|
Pullus Vardanus ( poulet à la Varda)
Pullum coques iure hoc: liquamine, oleo, vine <cui mittis> fasciculum porri, coriandri, satureiae. Cum coctus fuerit, teres piper, nucleos ciatos duos et ius de suo sibi suffundis (et fasciculos proicies), lac temperas. Et reexinanies mortarium supra pullum, ut ferveat. Obligas eundem albamentis ovorum tritis, ponis in lance et iure supra scripto perfundis.
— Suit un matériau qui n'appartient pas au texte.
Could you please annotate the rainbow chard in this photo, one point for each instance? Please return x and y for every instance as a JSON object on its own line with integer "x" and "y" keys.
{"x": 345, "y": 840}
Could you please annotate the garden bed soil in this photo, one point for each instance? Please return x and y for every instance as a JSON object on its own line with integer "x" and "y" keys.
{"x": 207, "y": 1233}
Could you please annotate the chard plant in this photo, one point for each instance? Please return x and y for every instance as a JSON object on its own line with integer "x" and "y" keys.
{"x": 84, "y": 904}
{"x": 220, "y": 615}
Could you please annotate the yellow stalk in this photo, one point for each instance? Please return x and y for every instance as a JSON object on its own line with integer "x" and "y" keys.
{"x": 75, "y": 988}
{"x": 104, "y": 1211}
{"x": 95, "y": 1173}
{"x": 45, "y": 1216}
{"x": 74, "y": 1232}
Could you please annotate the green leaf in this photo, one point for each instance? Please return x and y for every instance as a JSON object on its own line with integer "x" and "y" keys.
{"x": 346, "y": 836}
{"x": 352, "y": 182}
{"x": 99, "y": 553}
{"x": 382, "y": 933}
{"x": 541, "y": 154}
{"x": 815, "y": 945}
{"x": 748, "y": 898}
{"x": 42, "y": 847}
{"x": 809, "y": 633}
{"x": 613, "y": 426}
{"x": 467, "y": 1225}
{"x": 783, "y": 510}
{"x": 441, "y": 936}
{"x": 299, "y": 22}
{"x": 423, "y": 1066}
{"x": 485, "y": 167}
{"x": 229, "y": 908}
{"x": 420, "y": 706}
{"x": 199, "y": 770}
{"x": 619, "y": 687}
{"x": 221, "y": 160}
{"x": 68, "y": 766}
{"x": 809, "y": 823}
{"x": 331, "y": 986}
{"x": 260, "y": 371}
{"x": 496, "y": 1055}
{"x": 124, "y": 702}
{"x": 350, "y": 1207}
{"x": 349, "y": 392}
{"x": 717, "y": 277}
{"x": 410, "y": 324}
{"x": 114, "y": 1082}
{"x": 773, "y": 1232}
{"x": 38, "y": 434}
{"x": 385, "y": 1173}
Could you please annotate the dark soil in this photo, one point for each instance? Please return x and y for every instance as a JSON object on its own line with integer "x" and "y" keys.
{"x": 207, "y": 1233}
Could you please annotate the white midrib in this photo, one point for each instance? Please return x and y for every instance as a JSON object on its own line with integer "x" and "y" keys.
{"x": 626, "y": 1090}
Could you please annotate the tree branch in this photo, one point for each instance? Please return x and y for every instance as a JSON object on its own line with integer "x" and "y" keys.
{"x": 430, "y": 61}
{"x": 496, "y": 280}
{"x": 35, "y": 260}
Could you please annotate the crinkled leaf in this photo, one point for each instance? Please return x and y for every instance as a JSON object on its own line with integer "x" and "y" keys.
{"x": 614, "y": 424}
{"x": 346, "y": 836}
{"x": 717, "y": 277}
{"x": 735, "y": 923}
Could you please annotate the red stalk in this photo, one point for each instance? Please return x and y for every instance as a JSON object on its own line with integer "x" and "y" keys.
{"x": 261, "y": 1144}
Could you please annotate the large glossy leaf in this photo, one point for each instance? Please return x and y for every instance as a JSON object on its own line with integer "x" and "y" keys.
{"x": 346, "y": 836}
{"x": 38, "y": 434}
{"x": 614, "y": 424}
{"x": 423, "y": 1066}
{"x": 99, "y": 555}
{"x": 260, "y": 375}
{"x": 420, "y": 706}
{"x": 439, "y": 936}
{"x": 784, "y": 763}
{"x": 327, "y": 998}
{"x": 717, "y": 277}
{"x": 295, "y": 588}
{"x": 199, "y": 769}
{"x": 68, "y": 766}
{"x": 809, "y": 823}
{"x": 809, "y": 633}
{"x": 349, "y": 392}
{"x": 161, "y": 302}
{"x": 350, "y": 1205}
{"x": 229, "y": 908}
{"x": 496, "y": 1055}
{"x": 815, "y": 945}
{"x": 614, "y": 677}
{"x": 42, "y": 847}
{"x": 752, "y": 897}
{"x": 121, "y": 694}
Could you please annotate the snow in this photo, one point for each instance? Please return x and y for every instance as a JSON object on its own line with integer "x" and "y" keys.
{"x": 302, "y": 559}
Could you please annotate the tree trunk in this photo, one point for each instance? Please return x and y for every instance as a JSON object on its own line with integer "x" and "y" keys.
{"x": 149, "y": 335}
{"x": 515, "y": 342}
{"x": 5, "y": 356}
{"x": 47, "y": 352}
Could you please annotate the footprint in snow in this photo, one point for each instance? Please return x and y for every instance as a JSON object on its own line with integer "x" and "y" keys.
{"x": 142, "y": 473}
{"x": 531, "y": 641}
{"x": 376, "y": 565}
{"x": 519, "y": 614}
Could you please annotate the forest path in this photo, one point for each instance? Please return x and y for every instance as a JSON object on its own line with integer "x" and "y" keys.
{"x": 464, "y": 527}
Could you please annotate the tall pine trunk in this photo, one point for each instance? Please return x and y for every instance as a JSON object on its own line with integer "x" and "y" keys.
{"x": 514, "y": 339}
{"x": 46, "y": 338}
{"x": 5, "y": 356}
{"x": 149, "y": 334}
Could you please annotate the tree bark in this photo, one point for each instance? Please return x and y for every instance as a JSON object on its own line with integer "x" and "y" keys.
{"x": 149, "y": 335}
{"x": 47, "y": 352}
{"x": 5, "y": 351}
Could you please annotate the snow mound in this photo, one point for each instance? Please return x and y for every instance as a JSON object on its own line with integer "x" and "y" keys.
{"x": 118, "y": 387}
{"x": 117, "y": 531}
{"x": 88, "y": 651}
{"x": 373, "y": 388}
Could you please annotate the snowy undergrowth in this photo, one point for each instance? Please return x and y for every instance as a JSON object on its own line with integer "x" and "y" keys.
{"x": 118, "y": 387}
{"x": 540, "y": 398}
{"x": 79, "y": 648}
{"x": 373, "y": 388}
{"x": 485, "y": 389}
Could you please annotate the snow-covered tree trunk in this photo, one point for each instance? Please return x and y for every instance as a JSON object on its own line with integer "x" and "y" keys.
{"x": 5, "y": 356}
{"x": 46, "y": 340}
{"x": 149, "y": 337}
Hoc ius candidum appellatur
« Faites cuire un poulet dans un mélange de garum, huile et vin, auquel on ajoute un bouquet de poireau, coriandre et sarriette.
Lorsqu’il est cuit, pilez du poivre et de cyathes de pignons, mouillez du jus de cuisson (retirez les bouquets), travaillez avec du lait. Versez cette préparation sur le poulet et faites bouillir. Liez avec des blancs d’œufs écrasés, dressez sur un plat et arrosez de la sauce indiquée ci-dessus. On l’appelle ‘sauce blanche’ »
En clair :
Placez dans une cocotte un gros poulet fermier (1kg500) avec un poireau, un gros bouquet de coriandre et une cuillère de sarriette séchée, mouillez de 3 verres de vin, 1 verre de nuoc-mâm et ½ verre d’huile d’olive.
Cuisez le poulet en le retournant de temps à autres.
Vers la fin de la cuisson, broyez 100gr de pignons avec 2 blancs d’œufs durs. Liez le tout avec 2 cueilleres de lait et 1 verre du jus de cuisson. Il faut assaisonner sinon, ça risque d’être fade.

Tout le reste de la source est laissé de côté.